Different cooperative groups are considering further reduction of treatment intensity for children with DS-AML in view of toxicity concerns and the unique enhanced sensitivity of DS-AML cells to cytarabine [7, 8, 29]. However, in light of the low infectious morbidity and mortality in our study, further treatment intensity reduction might not provide additional safety advantages but may compromise event-free survival rates in children with DS-AML. Subsequent trials for DS-AML will need to carefully consider whether further reduction in treatment intensity is warranted and in contrast, may elect to further enhance supportive care in order to further reduce toxic events.
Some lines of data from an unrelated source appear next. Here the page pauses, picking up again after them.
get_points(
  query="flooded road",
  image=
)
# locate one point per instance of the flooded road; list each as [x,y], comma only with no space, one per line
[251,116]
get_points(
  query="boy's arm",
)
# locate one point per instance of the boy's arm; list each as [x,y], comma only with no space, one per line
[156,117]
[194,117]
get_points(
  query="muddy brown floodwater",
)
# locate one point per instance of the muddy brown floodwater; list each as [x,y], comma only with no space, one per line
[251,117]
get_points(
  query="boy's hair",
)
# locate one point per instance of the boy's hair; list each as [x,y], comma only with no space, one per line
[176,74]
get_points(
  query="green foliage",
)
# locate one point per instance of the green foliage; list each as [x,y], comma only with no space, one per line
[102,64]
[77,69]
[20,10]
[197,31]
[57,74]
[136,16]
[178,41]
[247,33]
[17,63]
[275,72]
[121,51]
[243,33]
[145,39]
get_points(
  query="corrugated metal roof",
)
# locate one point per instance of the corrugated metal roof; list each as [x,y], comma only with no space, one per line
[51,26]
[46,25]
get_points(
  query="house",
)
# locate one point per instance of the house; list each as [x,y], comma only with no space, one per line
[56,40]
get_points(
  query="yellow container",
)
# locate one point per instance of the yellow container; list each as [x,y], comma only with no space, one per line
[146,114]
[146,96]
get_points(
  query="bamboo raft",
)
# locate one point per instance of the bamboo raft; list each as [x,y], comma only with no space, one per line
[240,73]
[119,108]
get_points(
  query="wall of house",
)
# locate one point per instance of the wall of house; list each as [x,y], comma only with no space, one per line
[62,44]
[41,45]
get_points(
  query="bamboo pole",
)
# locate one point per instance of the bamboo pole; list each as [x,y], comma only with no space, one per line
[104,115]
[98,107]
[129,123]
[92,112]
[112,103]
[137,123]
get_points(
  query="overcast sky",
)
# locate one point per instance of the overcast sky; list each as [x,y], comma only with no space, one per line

The major strength of our study lies in the fact that this was a population-based study which allowed us to capture all patients with DS-AML treated as opposed to only those treated at a single institution or registered on clinical trials. Therefore, we believe that the present study provides an accurate estimate of the incidence of different infection outcomes within this population. The rigor in identifying infections using a common group of well-trained personnel represents another strength of this study. In addition, each outcome measure was examined at a course level and not a patient level; this approach allowed us to evaluate factors that are expected to change between courses. However, interpretation and generalization of our results require some caution due to the retrospective nature and the small sample size of our study. More specifically, the small number of children included in our study limits the precision of estimates although there is no reason to suspect selection bias may have occurred given the population-based retrospective nature of the study.

Conclusion

In conclusion, our study suggests that children with DS-AML do not experience excessive infectious toxicity during treatment for AML compared to the general pediatric population without DS. In children with DS, treatment protocols specifically developed for DS-AML were associated with a more favorable profile of infectious toxicity compared to standard AML treatment protocols, supporting the development of specific treatment approaches for this distinct form of pediatric AML.